Among the other revelations, President Obama was "unimpressed" with C.I.A. chief Pannetta's initial brief on plans for getting code name "Crankshaft," JSOC's name for bin Laden. In 2009, Obama instructed Panetta to create a "detailed operation plan" that would "ensure that we have expended every effort."
— A special ops command planned the raid from C.I.A. headquarters. The two dozen Seal Team members selected for the operation practiced the night raid for weeks in Virginia and then Nevada. A native Pashto speaker and a dog, accompanied the team on the ground. The first helicopter crashed into the outer area of the compound rather than hovering above it.
—C.I.A. officials certainty that bin Laden was in the compound ranged from forty percent to ninety-five percent.
—Obama decided to go with the SEAL raid, even though Secretary of Defense Gates initially favored an air strike.
—The mission, one of thousands of night raids over the last years, was likened to "mowing the lawn... "Most missions take off and go left," a Department of Defense official said. "This one took off and went right."
—In the eighteen minutes that passed during the assault part of the raid, four men were shot and killed: bin Laden's courier, the courier's brother, bin Laden's son and bin Laden. Twenty more minutes were devoted to intelligence gathering.

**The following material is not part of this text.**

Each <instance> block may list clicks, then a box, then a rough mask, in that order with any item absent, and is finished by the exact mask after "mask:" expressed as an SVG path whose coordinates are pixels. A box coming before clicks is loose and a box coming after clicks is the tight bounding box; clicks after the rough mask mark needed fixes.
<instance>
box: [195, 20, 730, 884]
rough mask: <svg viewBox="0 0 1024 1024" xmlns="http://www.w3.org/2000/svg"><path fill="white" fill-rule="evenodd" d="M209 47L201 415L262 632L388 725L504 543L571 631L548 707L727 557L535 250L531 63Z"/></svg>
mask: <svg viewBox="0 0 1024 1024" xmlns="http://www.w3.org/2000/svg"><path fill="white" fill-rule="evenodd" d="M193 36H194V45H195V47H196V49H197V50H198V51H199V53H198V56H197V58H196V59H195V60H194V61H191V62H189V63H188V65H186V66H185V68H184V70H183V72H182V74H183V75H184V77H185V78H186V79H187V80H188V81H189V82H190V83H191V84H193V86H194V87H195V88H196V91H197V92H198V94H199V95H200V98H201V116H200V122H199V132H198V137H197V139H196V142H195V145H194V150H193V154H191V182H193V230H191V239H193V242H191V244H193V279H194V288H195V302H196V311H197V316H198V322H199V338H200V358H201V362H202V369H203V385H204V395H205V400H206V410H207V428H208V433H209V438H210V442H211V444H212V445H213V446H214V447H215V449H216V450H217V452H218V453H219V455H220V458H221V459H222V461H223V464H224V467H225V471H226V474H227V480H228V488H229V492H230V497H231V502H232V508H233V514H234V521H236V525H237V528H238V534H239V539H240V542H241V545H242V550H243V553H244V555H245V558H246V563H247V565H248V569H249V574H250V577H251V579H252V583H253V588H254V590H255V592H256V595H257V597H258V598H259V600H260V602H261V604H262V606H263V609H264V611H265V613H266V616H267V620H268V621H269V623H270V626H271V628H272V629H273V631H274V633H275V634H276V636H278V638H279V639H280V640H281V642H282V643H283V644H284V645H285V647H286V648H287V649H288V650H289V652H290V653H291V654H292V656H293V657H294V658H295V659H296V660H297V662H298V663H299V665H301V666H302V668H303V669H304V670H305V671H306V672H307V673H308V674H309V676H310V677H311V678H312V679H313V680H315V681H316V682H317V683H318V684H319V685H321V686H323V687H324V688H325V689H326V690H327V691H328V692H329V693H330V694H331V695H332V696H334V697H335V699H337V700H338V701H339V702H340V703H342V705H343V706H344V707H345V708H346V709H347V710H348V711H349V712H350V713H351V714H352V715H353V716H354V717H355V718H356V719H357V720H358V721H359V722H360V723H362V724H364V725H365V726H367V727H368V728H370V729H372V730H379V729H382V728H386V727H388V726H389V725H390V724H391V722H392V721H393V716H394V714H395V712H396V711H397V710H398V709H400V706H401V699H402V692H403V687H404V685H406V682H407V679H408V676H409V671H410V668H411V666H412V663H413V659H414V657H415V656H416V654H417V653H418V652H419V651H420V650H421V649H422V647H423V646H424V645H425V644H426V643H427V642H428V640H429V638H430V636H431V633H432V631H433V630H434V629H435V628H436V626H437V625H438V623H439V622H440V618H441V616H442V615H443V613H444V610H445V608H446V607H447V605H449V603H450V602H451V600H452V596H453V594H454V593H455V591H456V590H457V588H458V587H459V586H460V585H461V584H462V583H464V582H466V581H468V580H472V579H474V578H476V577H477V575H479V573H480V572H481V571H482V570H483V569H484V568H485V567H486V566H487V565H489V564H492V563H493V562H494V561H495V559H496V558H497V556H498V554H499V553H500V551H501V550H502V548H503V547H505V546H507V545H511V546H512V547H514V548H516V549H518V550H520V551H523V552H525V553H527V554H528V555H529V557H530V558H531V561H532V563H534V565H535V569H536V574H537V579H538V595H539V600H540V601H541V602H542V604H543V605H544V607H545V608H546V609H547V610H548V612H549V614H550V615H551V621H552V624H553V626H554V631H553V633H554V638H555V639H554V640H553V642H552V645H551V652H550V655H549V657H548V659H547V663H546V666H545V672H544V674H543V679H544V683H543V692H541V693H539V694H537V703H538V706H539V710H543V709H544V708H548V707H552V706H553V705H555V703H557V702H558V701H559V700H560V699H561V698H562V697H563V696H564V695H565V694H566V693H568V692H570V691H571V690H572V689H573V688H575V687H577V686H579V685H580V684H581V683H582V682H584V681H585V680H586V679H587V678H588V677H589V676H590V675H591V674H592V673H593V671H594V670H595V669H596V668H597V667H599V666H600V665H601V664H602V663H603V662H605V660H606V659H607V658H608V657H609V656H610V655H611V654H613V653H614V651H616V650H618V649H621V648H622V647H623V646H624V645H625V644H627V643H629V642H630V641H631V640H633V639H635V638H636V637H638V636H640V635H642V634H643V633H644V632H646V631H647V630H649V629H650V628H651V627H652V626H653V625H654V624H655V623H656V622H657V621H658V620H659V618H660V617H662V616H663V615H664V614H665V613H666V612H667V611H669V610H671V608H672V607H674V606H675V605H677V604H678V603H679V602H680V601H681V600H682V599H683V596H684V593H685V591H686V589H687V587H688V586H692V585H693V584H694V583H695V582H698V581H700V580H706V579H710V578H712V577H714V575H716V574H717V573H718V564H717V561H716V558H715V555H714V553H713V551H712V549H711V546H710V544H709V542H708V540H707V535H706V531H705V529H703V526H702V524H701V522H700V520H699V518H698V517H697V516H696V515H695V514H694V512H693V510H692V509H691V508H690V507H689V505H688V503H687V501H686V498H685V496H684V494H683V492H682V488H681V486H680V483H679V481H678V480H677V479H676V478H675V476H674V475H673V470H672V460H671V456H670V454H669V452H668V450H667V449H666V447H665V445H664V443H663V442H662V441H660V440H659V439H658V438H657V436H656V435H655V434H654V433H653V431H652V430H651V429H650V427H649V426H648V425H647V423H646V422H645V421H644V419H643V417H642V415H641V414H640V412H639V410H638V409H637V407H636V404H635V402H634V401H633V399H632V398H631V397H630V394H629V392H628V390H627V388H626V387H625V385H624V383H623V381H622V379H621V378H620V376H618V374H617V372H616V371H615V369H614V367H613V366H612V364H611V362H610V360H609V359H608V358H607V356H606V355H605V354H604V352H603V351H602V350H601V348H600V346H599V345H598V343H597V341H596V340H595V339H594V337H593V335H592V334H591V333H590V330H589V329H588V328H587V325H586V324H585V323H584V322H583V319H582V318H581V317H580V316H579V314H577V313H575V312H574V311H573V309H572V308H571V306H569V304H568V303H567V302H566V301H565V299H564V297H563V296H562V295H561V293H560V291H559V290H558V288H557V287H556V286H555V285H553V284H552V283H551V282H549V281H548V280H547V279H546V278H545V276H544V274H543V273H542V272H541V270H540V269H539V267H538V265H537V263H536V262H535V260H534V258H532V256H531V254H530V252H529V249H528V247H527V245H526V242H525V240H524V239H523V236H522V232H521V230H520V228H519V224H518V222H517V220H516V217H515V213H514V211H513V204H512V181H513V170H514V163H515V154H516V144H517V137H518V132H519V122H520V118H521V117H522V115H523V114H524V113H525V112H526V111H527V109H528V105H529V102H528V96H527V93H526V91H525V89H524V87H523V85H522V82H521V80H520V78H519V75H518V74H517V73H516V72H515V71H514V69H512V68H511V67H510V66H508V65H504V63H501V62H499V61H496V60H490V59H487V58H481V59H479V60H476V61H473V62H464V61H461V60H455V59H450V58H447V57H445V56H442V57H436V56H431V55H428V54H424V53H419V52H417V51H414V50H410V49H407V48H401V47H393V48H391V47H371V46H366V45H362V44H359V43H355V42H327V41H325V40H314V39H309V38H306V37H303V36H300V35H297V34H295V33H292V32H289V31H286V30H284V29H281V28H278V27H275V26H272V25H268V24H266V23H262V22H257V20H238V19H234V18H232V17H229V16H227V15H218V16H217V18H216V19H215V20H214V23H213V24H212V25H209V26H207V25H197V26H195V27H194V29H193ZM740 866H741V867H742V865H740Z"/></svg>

—One SEAL member bear hugged two of bin Laden's wives who had been shielding him, and drove them out of the way, fearing they wore suicide vests.
—John Brennan, who had been a C.I.A. chief in Riyadh, called a contact in Saudi intelligence and asked if the Saudis had any interest in taking bin Laden's body, as opposed to the U.S. idea of dropping him into the ocean. "Your plan sounds like a good one," the Saudi replied.
—One of the phones recovered from the compound contained contacts for senior militants with close ties to the I.S.I., Pakistan's spy service.
—A senior advisor to the President told the New Yorker, "penetrating other countries' sovereign airspace covertly is something that's always available for the right mission and the right gain."
—When Obama met with the SEALs involved, he never asked who fired the kill shot and the SEALs never volunteered to tell him.